以上の説明では記録媒体が2層の例を用いたが、層数がさらに増えても、信号光束と隣接する層からの迷光光束との関係は、それらの収束点の位置が常に上記F1、F0、F2の位置関係になるので、この構成は任意の層数を有する記録媒体に対してフレア除去として適用できる。
12 光ピックアップ
31 レーザ光源
33 偏光ビームスプリッタ(PBS)
34 収差補正手段としてのビームエキスパンダ
35 対物レンズ
39 開口素子
62、63 波長板
Claims (21)
- レーザ光源と、偏光ビームスプリッタと、1/4波長板と、対物レンズとを有し、光軸方向に複数層に積層され、各々の層に対して記録再生が可能な多層記録媒体に対しレーザの光を対物レンズで絞って、任意の記録層に照射して情報の再生または記録を行う記録再生装置であって、該記録再生装置は、前記多層記録媒体の記録層間に充填されている透明材料の厚み変化による波面収差の劣化を、前記レーザ光源と前記対物レンズの間に設けられ、共軸に配置された複数の光学素子を有し該複数の光学素子の少なくとも一部を光軸方向に移動させることにより前記対物レンズに入射する光束径を変換して補正する収差補正手段と、前記多層記録媒体の任意の層を記録再生中に発生する他層からの不要光を除去する信号分離素子とを有し、該信号分離素子は前記収差補正手段内に設けられていることを特徴とする記録再生装置。
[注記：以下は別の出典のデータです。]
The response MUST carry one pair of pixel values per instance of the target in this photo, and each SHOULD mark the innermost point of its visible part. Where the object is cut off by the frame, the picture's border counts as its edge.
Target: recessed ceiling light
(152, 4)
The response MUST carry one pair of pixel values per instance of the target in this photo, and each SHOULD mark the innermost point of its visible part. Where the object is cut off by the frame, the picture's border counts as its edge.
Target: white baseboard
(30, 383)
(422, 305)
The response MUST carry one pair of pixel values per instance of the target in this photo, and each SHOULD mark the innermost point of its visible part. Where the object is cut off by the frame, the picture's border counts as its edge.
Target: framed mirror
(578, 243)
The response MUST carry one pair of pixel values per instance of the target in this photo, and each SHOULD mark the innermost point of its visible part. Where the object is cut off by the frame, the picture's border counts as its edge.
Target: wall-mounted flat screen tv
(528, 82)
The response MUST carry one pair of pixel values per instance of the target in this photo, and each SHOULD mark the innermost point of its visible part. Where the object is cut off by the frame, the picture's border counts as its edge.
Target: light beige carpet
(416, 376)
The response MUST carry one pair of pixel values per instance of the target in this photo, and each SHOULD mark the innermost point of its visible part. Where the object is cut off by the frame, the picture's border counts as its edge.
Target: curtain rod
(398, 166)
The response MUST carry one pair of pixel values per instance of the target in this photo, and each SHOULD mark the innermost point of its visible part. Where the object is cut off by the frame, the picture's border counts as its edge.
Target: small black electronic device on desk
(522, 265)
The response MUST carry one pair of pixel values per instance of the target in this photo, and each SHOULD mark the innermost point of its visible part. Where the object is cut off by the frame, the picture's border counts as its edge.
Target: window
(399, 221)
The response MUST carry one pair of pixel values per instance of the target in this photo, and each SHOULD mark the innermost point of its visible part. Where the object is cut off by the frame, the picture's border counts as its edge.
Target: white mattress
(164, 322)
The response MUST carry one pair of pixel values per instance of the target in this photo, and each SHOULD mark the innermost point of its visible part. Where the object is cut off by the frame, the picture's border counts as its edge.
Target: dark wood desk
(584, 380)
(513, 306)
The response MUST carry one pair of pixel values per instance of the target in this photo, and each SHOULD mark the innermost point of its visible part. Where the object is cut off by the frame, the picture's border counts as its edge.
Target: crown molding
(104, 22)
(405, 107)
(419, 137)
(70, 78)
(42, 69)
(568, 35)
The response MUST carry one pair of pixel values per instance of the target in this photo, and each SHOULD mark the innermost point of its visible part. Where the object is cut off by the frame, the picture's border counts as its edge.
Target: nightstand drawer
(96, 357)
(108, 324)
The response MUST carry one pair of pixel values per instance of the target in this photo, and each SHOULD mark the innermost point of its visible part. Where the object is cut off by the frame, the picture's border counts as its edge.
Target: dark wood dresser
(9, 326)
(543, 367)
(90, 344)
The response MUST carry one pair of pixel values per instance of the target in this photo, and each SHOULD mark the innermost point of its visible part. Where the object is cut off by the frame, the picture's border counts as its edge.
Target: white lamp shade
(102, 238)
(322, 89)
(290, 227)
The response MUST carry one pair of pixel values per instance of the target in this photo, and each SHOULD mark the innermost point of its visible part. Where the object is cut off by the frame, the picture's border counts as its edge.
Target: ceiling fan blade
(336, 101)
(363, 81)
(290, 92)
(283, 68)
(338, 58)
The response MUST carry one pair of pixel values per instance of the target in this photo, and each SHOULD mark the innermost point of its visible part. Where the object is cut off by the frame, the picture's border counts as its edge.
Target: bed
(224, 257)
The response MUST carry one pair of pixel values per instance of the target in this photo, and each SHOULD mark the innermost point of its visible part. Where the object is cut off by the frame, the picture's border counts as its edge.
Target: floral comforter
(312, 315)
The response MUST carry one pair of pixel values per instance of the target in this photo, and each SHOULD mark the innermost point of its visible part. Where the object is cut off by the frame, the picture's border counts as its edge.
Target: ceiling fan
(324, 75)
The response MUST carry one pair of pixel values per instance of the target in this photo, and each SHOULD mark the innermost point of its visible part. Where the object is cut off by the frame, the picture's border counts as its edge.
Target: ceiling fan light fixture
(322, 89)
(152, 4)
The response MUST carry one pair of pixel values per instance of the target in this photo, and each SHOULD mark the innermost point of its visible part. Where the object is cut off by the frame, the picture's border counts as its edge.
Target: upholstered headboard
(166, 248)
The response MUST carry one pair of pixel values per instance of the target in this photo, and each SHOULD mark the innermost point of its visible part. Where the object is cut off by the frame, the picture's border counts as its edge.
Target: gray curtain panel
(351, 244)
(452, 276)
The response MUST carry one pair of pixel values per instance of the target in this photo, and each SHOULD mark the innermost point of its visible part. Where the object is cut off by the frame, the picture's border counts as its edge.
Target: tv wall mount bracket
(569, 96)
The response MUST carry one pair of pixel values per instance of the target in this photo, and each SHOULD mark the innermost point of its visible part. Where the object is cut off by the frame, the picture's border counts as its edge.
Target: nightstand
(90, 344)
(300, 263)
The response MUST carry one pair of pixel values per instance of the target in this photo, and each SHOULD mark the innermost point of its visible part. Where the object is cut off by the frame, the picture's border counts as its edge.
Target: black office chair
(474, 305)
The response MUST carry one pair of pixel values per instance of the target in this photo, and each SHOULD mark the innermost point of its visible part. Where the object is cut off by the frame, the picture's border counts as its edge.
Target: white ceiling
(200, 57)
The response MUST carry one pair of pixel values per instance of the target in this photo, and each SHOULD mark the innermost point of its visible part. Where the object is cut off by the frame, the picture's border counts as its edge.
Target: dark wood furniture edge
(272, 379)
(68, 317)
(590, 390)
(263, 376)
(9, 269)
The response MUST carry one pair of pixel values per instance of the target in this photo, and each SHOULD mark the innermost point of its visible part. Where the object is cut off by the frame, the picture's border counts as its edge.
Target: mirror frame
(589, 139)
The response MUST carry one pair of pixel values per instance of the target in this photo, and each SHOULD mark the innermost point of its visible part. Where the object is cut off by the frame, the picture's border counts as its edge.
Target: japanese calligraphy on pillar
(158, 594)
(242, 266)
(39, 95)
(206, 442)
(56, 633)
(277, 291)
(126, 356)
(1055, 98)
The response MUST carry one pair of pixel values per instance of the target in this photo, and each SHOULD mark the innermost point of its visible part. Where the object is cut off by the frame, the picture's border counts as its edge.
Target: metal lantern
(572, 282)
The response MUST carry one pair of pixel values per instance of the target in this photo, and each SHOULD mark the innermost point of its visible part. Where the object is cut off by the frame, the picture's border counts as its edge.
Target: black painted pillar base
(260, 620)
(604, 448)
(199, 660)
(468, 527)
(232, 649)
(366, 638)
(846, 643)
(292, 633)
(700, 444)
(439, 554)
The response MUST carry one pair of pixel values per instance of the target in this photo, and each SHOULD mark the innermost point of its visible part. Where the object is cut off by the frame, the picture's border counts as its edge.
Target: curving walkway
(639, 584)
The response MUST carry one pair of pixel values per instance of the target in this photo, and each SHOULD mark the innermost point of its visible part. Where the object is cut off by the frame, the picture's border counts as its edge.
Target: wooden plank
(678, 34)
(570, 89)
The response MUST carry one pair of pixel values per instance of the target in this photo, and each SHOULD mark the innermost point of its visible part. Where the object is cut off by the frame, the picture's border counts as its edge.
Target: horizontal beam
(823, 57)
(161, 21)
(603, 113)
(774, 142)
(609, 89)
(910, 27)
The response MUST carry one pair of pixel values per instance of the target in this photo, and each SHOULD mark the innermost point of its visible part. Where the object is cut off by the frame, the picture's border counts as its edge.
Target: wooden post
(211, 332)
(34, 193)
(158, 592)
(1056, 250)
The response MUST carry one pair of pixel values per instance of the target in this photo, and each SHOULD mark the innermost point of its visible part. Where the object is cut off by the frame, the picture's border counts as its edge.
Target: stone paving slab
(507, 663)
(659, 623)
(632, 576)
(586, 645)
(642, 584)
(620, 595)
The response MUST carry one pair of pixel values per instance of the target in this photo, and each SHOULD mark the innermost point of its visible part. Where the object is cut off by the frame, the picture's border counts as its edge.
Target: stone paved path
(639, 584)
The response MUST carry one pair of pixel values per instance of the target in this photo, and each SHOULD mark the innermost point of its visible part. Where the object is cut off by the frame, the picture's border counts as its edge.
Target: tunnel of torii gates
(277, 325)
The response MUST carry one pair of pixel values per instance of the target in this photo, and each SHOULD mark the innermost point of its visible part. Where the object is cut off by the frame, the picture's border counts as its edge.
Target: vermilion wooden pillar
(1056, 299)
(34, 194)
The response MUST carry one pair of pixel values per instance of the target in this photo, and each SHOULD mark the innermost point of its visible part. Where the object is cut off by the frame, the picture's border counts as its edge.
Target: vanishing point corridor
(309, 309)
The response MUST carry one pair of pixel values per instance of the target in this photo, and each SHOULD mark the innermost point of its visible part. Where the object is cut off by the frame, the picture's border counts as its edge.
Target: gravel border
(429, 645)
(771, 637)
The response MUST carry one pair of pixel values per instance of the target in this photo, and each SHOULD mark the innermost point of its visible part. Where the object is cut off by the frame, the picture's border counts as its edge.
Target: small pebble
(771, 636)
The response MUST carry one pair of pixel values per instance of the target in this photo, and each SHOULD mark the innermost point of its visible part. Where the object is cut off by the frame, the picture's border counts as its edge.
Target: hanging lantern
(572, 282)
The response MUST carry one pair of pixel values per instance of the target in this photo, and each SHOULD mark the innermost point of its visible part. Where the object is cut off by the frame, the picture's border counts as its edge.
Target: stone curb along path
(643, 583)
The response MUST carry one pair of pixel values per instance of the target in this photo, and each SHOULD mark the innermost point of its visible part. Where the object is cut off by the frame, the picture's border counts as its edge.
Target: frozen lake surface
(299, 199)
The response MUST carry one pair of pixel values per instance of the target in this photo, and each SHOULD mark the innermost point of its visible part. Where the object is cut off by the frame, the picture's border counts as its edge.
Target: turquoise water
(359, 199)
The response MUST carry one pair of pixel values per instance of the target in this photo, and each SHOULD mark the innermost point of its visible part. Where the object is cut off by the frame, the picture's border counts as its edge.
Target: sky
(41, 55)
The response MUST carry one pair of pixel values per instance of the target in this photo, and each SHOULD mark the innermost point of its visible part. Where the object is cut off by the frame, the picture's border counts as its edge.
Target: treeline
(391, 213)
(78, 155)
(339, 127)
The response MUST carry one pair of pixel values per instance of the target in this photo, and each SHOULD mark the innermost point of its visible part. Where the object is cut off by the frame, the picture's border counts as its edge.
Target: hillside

- 請求項1に記載の記録再生装置において、前記収差補正手段は、互いに異なる正の焦点距離を有する少なくとも2群2枚以上の光学素子を共通の光軸上に配置し、前記レーザ光源から見て近い方の光学素子の後側焦点位置と、遠い方の光学素子の前側焦点位置とがほぼ一致させてあることを特徴とする記録再生装置。
- 請求項1または2に記載の記録再生装置において、前記収差補正手段は、2群2枚構成の正の焦点距離を有する非球面レンズであることを特徴とする記録再生装置。
- 請求項1または2に記載の記録再生装置において、前記収差補正手段は、2群4枚構成の正の焦点距離を有するダブレット型レンズであることを特徴とする記録再生装置。
- 請求項1または2に記載の記録再生装置において、前記収差補正手段は、2群2枚構成の正の焦点距離を有する回折型レンズであることを特徴とする記録再生装置。
- 請求項1ないし5のいずれか1つに記載の記録再生装置において、前記収差補正手段のうち、少なくとも光源に近い側の光学素子は、異なった波長に対して焦点位置がずれないように色収差補正が施されていることを特徴とする記録再生装置。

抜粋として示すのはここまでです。